Evolving the idea as I go
I did end up going with this train of thought for most of the project until I realized that subscribing to notifications from a application would be odd since the application needs to discover all of the workers. Filtering is not a big deal as ZeroMQ PUB/SUB provides this. I figured that the subscriptions could go to the API then since that can be horizontally scaled. Well, I do not wany applications to connect to all APIs, so....
Worker strictly monitors application - The Workers do not know anything about an application, they only know only ip and port to subscribe to, so it makes it impractical to make these nodes discoverable. Workers will publish snapshot of service provider "presence" now. API remains as the only public node from this application now.
Leader makes decisions and publishes them - The Storage/Leader node would subscribe to the presence nodes and could instead make the ip:port to service provider relation and make decisions about changing "presence" state and publish them. Leader needs to know about workers and send to specific or broadcast information, so there is a Peer to Peer Clustering part to the RPC library I created to facilitate this, which is just sublime to me.
Ok, so now I can have any application subscribe to any one API and get notifications that a provider's state has changed and react to it by perma removing the endpoint from a list of clients to keep in touch to.

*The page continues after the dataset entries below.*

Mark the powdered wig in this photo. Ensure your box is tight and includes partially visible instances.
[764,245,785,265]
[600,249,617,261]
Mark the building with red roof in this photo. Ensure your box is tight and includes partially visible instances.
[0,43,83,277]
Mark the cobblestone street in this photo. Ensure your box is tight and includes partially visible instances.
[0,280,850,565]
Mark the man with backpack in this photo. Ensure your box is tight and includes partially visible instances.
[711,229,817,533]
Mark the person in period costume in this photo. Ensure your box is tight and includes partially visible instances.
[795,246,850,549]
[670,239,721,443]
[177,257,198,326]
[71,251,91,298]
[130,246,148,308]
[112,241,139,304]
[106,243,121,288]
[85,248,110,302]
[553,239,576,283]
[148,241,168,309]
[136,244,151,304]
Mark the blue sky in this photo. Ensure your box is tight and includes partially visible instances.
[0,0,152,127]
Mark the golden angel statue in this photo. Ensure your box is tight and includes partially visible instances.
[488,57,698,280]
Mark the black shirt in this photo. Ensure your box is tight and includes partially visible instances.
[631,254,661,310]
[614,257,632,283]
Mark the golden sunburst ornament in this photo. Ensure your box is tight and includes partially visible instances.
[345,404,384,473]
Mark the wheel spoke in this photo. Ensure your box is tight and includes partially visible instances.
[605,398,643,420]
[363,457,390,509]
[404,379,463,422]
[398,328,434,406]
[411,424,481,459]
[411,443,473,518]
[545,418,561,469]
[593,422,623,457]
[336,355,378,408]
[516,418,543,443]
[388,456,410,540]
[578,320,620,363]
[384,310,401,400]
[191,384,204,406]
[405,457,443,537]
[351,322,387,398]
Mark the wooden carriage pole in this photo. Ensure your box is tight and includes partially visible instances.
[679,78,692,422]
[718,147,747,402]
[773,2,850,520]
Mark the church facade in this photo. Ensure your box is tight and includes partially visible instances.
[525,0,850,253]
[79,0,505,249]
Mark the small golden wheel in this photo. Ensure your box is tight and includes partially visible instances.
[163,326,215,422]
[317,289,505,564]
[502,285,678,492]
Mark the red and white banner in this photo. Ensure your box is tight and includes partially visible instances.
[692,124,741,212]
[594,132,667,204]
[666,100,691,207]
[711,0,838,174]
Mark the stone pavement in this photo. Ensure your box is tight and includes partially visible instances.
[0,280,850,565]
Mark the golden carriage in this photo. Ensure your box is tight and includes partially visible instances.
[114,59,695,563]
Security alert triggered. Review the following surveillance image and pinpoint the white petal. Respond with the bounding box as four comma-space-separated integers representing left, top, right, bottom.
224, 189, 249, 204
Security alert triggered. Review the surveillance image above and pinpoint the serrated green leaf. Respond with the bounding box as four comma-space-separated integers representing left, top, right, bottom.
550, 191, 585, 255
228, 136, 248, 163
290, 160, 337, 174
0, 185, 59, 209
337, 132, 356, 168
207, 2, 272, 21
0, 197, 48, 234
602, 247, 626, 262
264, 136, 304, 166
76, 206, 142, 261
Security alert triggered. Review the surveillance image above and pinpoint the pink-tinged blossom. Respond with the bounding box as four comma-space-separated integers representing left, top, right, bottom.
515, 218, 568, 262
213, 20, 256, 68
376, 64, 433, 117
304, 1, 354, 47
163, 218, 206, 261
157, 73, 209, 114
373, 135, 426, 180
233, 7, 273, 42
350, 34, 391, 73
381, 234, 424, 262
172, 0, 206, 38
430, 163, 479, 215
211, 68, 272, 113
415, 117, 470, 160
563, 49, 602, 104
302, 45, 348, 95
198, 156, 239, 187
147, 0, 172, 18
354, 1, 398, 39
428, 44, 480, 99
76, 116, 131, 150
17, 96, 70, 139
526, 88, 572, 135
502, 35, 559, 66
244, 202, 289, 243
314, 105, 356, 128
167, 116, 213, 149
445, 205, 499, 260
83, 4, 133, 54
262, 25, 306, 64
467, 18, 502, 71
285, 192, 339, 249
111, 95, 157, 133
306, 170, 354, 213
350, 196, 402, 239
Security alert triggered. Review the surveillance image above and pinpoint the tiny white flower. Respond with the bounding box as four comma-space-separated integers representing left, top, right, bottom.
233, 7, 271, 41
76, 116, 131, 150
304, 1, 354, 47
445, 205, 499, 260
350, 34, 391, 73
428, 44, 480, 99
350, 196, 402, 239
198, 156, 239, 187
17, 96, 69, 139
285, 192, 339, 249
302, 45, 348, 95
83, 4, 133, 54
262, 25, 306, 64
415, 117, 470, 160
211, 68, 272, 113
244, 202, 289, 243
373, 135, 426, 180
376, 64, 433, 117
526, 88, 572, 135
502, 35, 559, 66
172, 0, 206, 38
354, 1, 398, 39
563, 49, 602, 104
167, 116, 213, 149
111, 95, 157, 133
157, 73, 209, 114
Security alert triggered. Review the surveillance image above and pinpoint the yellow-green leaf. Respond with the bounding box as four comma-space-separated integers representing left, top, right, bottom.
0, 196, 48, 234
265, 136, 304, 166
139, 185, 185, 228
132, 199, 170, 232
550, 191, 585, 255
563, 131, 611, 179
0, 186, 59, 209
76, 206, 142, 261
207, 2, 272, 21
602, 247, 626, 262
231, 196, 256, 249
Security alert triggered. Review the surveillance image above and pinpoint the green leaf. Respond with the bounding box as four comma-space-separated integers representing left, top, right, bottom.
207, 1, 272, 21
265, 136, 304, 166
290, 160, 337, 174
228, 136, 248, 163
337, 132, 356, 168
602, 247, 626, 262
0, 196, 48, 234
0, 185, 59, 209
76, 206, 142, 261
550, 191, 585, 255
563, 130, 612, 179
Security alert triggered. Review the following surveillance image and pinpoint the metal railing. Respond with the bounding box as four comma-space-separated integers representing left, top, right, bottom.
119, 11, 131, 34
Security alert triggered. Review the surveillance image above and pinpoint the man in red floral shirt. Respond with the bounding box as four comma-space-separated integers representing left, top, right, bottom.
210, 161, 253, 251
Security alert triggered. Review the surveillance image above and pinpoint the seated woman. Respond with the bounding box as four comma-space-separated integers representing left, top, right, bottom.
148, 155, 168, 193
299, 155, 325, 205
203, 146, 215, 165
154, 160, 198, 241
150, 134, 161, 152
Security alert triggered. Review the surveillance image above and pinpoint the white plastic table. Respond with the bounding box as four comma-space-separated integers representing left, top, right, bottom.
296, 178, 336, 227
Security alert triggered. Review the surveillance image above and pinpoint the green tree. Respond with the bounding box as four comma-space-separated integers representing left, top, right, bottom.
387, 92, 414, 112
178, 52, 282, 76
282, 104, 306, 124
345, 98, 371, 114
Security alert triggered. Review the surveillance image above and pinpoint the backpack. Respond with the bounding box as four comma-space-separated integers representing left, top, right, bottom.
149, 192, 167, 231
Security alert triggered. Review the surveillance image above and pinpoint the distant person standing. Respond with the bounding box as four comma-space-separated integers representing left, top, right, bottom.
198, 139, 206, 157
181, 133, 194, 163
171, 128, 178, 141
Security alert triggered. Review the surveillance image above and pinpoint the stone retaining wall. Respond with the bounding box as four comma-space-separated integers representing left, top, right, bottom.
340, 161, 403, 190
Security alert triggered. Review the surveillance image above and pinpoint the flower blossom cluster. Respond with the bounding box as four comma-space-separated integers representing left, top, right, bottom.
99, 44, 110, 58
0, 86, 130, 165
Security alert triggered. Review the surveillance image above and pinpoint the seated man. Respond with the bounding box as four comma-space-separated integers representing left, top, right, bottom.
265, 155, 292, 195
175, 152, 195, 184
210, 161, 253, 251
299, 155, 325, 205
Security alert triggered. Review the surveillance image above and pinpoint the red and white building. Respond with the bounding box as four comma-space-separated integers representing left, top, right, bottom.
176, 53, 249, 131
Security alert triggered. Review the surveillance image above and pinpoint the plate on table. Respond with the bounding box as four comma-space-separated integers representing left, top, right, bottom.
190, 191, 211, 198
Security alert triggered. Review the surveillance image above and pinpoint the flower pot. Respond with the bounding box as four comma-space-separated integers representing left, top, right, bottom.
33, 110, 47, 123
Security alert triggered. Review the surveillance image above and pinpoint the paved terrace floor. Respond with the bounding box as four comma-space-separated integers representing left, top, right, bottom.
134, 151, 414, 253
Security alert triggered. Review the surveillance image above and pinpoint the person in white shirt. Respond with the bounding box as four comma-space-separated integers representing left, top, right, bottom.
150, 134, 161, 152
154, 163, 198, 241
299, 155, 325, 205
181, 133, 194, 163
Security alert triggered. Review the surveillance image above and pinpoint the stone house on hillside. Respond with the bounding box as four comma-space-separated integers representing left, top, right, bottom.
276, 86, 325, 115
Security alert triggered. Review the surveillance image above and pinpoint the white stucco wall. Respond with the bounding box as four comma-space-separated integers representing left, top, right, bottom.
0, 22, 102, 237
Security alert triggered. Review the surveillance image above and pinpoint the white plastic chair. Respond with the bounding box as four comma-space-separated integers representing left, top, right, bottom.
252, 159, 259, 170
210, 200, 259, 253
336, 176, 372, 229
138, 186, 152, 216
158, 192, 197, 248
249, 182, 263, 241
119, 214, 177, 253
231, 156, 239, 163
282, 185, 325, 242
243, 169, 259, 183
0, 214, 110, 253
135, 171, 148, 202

API contacts/subscribes to Leader - The API would serve as the subscriber replica of "presence" state. Storage/Leader provides API with any information that is publicly requested such as service information, providers (ip:ports). Service must make a request to API to register itself and from then on it will be monitored by a worker.
Simple but amazing. Oh, did I say I built it all in Rust?! Rust is great, but debugging is a terrible experience for me! It is getting better though.
What happens if any node goes down?
Thinking about this every step of the way influenced why there are 3 roles.
Worker Down - This is a disruption in watching online/offline capability. The storage/leader node orphans those watch tasks until a redistribution process is triggered.
Leader Down - The worst failure that could happen. Each worker would keep doing their thing and publishing data to their PUB sockets. API calls will obviously fail. When the leader comes back up, it will have to reload the service and provider information then ask each worker for their task lists then redistrbute if neccessary since some services could have gone offline or more online. This is ZeroMQ world so the API will eventually reconnect.
API Down - The least catastrophic failure. API is stateless, so it can go online or offline as neccessary for scale up or down. Application that lose their notification subscriptions will just have to ask another API node.
Conclusion
Great experience. Definitely not done with everything. These are some of the targets for a Version 1 (alpha really). Just wanted to get my ideas somewhat documented and coded. I'm sure I will find faults and I will work through those faults like any other piece of software.
Likely will not release this thing to the public unless I document it to the point that many users can work with it and put a license on it.
Why not use something else?
Might be wondering yet another service discovery application. Why not use DNS, Zookeeper, consul catalog, istio, HAProxy or some other method of registering services? I'd say you are nuts if you ask this question and are you motivated and curious enough to understand how things actually work. Also this application isn't for you, coupled with the fact that I spend my own time doing what I want to do.😀 Any determined curious one could build this.